Secondo il rapporto, realizzato da 128 ricercatori coordinati dall’University College di Londra in collaborazione con l’Oms, l’impatto dei cambiamenti climatici è ampio. Rispetto al periodo 1990-1999, nel 2024 gli italiani sono stati esposti in media a 434 ore in più di temperature troppo alte per svolgere attività all’aperto senza correre rischi per la salute. Pesanti anche le conseguenze sul lavoro: il caldo eccessivo ha comportato una perdita di 364 milioni di ore di lavoro, con il settore edile che, con il 40% delle perdite, è risultato essere il più colpito.
A rischio anche l’agricoltura: secondo il rapporto il 60,9% del territorio italiano ha subito almeno un mese di siccità estrema nel periodo 2020-2024, in aumento rispetto al 13,1% del periodo 1951-1960.

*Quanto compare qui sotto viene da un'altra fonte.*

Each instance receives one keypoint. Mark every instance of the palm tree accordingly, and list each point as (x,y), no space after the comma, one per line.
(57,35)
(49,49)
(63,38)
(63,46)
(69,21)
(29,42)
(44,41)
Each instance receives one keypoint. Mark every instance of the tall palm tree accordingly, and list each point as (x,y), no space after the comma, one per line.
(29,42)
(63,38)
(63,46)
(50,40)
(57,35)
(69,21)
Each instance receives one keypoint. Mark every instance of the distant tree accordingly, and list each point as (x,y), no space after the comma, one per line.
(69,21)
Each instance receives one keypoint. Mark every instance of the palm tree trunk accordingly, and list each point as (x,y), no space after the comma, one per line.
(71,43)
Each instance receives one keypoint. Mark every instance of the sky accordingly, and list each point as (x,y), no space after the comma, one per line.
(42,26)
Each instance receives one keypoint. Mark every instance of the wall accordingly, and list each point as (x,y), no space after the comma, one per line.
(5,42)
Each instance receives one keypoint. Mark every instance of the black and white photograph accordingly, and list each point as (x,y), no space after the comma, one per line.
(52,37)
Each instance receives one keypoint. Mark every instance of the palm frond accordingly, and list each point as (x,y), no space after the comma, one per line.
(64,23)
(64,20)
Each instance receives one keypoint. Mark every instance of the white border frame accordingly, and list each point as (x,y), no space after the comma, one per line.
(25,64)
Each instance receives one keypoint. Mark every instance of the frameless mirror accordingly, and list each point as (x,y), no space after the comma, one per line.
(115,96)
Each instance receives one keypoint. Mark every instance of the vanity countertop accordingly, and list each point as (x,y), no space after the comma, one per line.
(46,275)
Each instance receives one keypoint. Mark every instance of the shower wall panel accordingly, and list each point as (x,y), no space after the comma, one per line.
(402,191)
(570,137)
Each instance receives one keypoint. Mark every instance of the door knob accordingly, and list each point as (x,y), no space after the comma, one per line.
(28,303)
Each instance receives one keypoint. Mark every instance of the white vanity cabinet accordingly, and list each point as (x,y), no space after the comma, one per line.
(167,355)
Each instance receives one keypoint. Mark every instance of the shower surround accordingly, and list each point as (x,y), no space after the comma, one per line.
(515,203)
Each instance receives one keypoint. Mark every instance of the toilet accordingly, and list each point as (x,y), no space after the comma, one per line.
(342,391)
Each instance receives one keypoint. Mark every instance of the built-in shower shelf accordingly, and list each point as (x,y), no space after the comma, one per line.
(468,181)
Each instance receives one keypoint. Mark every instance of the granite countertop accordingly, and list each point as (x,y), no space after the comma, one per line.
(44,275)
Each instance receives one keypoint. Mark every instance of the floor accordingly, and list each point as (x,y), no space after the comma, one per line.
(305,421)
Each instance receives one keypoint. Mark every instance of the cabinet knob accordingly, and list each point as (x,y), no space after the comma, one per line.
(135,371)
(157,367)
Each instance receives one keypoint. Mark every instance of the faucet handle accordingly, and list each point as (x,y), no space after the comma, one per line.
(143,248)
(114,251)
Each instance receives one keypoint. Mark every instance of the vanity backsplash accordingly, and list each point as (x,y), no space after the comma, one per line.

Gli effetti del cambiamento climatico sono inoltre evidenti anche sulle temperature del mare: le acque costiere italiane si trovano a 1,42°C in più rispetto al periodo 1981-2010. Per ultimo gli incendi: tra il 2020 e il 2024, l’inquinamento dovuto al fumo derivante dagli incendi ha causato una media di 1.100 decessi annui. Anche in questo caso è stato registrato un aumento: nel 2024, in Italia sono stati registrati 9,9 giorni ad alto rischio di incendi boschivi rispetto agli 8,8 del periodo 2003-2012.
La situazione internazionale
La situazione è grave anche su scala internazionale. Nel 2024, si sono verificati circa mezzo milione di decessi legati al caldo. L’esposizione al calore ha, inoltre, comportato la perdita di 639 miliardi di ore di lavoro, per un valore pari a quasi l’1% del Pil globale.
“La distruzione di vite e dei mezzi di sussistenza continuerà ad aumentare fino a quando non porremo fine alla nostra dipendenza da combustibili fossili e aumenteremo drasticamente il nostro sforzo per adattarci“, ha avvertito Marina Romanello, direttore esecutivo del Lancet Countdown all’University College di Londra.